Michael Nyman

Born 1944 in London, lives in London

In the wake of modern pop culture’s towering importance and swirling mélange, it is sometimes easy to overlook the influence that classical and traditional music has had on composers, artists and movements in general. Art in the twentieth century was intimately interwoven with each and every one of its various disciplines, resulting in numerous crossovers and crossbreeds between these worlds and causing the avant-garde to permeate into pop.

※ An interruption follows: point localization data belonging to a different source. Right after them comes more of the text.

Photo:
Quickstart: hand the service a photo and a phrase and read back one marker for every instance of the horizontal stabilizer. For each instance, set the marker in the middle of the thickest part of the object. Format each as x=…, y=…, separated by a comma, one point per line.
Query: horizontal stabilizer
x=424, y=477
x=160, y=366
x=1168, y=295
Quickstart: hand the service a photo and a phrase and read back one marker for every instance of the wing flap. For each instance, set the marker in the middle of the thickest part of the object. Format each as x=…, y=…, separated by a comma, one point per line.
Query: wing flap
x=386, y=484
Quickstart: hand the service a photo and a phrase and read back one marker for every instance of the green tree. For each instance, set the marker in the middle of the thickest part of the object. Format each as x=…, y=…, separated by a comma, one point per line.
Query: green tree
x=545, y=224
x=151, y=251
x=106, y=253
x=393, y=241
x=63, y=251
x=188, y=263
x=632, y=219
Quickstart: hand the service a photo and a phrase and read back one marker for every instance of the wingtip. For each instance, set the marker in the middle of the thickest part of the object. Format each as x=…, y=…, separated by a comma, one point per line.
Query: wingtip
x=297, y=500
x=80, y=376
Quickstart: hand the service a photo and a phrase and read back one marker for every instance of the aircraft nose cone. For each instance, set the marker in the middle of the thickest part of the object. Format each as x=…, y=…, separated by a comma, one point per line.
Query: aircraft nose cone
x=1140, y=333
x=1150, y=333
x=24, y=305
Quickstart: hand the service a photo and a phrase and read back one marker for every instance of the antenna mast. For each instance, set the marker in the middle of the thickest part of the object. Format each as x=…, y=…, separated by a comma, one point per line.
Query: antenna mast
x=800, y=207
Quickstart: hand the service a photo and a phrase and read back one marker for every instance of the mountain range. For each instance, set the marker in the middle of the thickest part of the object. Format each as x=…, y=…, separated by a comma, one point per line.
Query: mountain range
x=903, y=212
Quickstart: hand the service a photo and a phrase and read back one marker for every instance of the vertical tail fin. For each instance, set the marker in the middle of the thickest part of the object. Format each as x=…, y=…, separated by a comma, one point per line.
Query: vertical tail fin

Michael Nyman’s work embodies this multifaceted approach by contemporary musicians. He has built a career and a reputation upon a wide array of vastly different projects, ranging from operas, string quartets, choirs, symphonic orchestras, and numerous celebrated movie soundtracks (for films by Peter Greenaway, Michael Winterbottom and Jane Campion) to collaborations with other musicians such as Damon Albarn and the Flying Lizards. More importantly, however, he has written librettos, performed with bands, conducted several ensembles, been an insightful musicologist and critic, and more recently has worked as a photographer and filmmaker.

Besides writing the libretto for Down by the Greenwood Side and enjoying a notable career as a music critic, Nyman’s many artistic highlights include operas such as The Man Who Mistook His Wife for a Hat and Facing Goya, and he has composed ballet music as well. While much of his work is spread across various platforms, he has maintained a steady output with the Michael Nyman Band, which is the incubator for most of his experimental and innovative compositions.

In 2008, Nyman published the photobook Sublime, which marked the debut publication of his prolific photographic and video archives—a parallel artistic interest that he calls “accidental artworks”. More recently, he completed a shot-by-shot remake of Dziga Vertov’s classic Man with a Movie Camera. Nyman’s visual work both in photography and film has been exhibited at various public institutions and has led to collaborative projects with Mary Kelly, Bruce McLean and Kutluğ Ataman—and so Nyman’s interest in the works of Miroslav Tichý is hardly surprising. Being a confessed admirer of the Czech artist, he has not only performed a piano concert with Tichý’s images projected overhead, but has decorated his own house with Tichý’s photographs and has considered the idea of creating an opera based on his life and work.